La performance a ensuite été contrôlée sur plusieurs benchmarks standard qui n’avaient pas été utilisés pendant l’affinage afin de mesurer d’éventuelles pertes de compétence.

Principales conclusions

Deux résultats ressortent de ces expériences :

  • Le réglage limité aux couches SA Proj permet d’apprendre de nouvelles tâches avec peu ou pas d’oubli mesurable des capacités précédentes.
  • Ce qui semblait être un oubli après un réglage fin était souvent réversible : les performances dégradées réapparaissaient lors d’entraînements ultérieurs sur d’autres tâches spécialisées.

Les chercheurs proposent une explication : au lieu d’une perte de concepts, le réglage fin induirait un biais dans la distribution des tokens de sortie – un déplacement d’attribution des tâches. Une analyse approfondie menée pendant la tâche de comptage montre que :

  • le réglage des blocs MLP augmente la précision sur la tâche cible mais tend à accroître la probabilité de générer certains tokens, corrélée à une baisse de précision sur les tâches conservées ;
  • le réglage de l’auto-attention atteint l’apprentissage cible sans produire ce même biais vers des tokens spécifiques et sans perte notable de précision sur les tâches précédentes.

Une analyse  » Layer-Wise Residual-to-Logit (ResLogit)  » montre que la plupart des changements observés sont écrits par les blocs MLP tardifs plutôt que par les modules d’auto-attention, soutenant l’hypothèse d’une dérive de distribution des tokens plutôt que d’une disparition de concepts.

Conséquences pour les entreprises et limites

Ces résultats ont des implications pratiques : le réentraînement partiel, ciblé sur certaines couches, pourrait réduire les coûts et le temps nécessaires pour mettre à jour des modèles multimodaux, limitant l’impact sur les performances déjà établies. Dans le contexte industriel, cela signifie des mises à jour plus fréquentes et moins disruptives.

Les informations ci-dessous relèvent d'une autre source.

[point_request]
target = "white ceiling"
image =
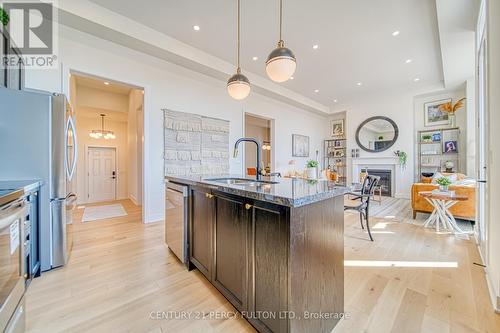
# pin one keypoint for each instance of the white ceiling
(354, 37)
(99, 84)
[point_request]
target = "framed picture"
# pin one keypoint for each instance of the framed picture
(338, 127)
(436, 137)
(450, 147)
(338, 153)
(300, 145)
(433, 116)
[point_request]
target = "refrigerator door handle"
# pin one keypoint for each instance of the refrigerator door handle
(71, 127)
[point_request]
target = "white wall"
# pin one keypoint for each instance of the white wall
(471, 121)
(461, 122)
(170, 86)
(135, 115)
(493, 28)
(85, 124)
(260, 129)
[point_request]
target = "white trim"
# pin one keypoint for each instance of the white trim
(87, 173)
(133, 199)
(155, 218)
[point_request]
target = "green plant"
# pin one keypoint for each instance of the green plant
(443, 181)
(403, 158)
(312, 164)
(4, 17)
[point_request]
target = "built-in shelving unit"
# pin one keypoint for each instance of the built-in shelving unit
(335, 155)
(437, 147)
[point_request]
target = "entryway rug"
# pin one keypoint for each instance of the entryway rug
(95, 213)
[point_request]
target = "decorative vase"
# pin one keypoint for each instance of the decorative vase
(452, 119)
(443, 188)
(311, 173)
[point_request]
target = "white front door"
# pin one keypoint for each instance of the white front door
(101, 174)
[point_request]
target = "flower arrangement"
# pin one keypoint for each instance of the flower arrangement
(312, 164)
(403, 158)
(443, 183)
(451, 108)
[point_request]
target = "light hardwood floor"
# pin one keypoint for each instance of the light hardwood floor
(120, 272)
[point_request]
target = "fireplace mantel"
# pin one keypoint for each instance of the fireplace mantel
(381, 163)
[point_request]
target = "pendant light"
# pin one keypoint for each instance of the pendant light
(102, 133)
(281, 63)
(238, 85)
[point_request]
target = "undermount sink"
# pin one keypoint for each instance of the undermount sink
(241, 181)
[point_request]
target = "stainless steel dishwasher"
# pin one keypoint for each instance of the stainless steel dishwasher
(176, 220)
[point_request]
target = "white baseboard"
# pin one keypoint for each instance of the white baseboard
(495, 299)
(150, 218)
(133, 199)
(402, 195)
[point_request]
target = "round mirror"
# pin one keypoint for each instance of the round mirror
(377, 134)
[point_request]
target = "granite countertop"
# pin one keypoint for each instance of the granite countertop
(26, 185)
(292, 192)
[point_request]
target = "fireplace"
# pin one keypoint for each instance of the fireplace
(385, 180)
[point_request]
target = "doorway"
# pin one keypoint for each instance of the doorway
(260, 128)
(110, 127)
(483, 146)
(101, 174)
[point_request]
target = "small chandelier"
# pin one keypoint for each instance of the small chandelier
(102, 133)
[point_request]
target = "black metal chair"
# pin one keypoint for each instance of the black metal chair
(364, 195)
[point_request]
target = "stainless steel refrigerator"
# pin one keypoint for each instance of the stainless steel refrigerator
(38, 141)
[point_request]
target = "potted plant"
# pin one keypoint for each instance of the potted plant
(451, 108)
(403, 158)
(312, 169)
(4, 17)
(444, 183)
(449, 165)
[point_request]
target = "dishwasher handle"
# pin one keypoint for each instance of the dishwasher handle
(182, 189)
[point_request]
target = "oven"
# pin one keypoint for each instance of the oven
(12, 264)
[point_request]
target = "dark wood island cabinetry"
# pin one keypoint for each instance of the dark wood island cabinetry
(279, 264)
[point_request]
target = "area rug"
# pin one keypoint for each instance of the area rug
(95, 213)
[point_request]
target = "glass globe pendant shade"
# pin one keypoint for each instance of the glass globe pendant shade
(238, 86)
(281, 63)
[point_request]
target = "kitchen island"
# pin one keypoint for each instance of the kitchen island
(273, 248)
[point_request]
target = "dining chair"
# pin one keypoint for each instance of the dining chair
(364, 195)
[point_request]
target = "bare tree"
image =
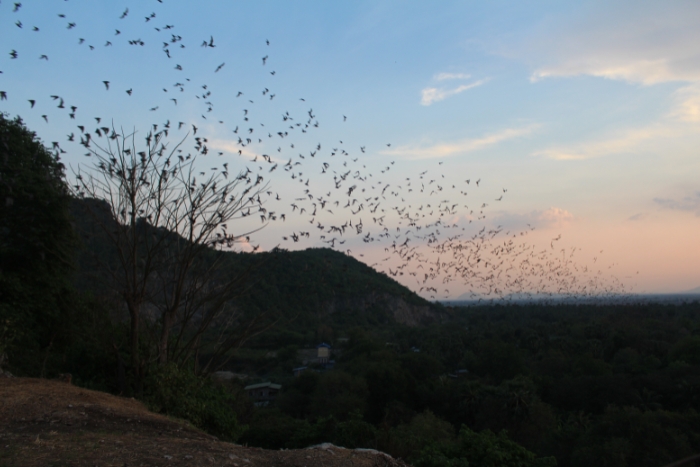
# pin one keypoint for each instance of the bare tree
(167, 230)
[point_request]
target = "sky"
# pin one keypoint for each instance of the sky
(583, 117)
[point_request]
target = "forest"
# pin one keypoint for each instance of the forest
(491, 385)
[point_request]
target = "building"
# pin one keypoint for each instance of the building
(323, 352)
(263, 393)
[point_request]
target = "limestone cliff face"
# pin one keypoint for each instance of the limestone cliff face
(385, 308)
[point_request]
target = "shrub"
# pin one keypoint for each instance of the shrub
(180, 393)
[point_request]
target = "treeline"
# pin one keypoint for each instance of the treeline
(488, 386)
(587, 385)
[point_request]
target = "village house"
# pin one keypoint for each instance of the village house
(263, 393)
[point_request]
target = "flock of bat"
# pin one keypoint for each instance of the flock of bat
(425, 231)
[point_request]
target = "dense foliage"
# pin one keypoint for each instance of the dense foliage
(588, 385)
(527, 385)
(37, 245)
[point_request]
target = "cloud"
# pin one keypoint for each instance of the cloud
(638, 217)
(687, 104)
(432, 95)
(446, 76)
(638, 42)
(686, 204)
(628, 141)
(234, 147)
(550, 218)
(460, 147)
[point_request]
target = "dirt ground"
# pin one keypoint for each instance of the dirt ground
(52, 423)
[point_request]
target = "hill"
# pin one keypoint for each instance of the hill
(305, 288)
(45, 422)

Des analystes du secteur interrogés soulignent toutefois la nécessité d’une validation plus large. Faisal Kawoosa (Techarc) voit dans cette approche une réponse possible au problème de  » l’oubli catastrophique « , mais rappelle que des tests supplémentaires seront nécessaires pour confirmer robustesse et généralisabilité. Sanchit Vir Gogia (Greyhound Research) insiste sur l’importance de processus et de gouvernance solides : pour que le  » recyclage partiel  » fonctionne à grande échelle, il faudra des bonnes pratiques de contrôle des versions, de monitoring et de reproductibilité.

Ce qu’il reste à faire

Les chercheurs recommandent plusieurs axes pour confirmer et exploiter ces résultats :

  • tests supplémentaires sur d’autres architectures et jeux de données ;
  • évaluations en conditions opérationnelles variées pour mesurer la robustesse ;
  • élaboration de workflows industriels incluant contrôle de versions, monitoring des dérives de distribution des tokens et outils de reproductibilité.

En somme, l’étude propose une lecture moins alarmiste du phénomène d' » oubli  » après réglage fin : plutôt qu’une perte permanente de compétences, il s’agirait souvent d’un biais temporaire de sortie. Cette distinction peut orienter des stratégies de maintenance plus légères et moins coûteuses, à condition de procéder à des validations et d’installer des garde-fous opérationnels.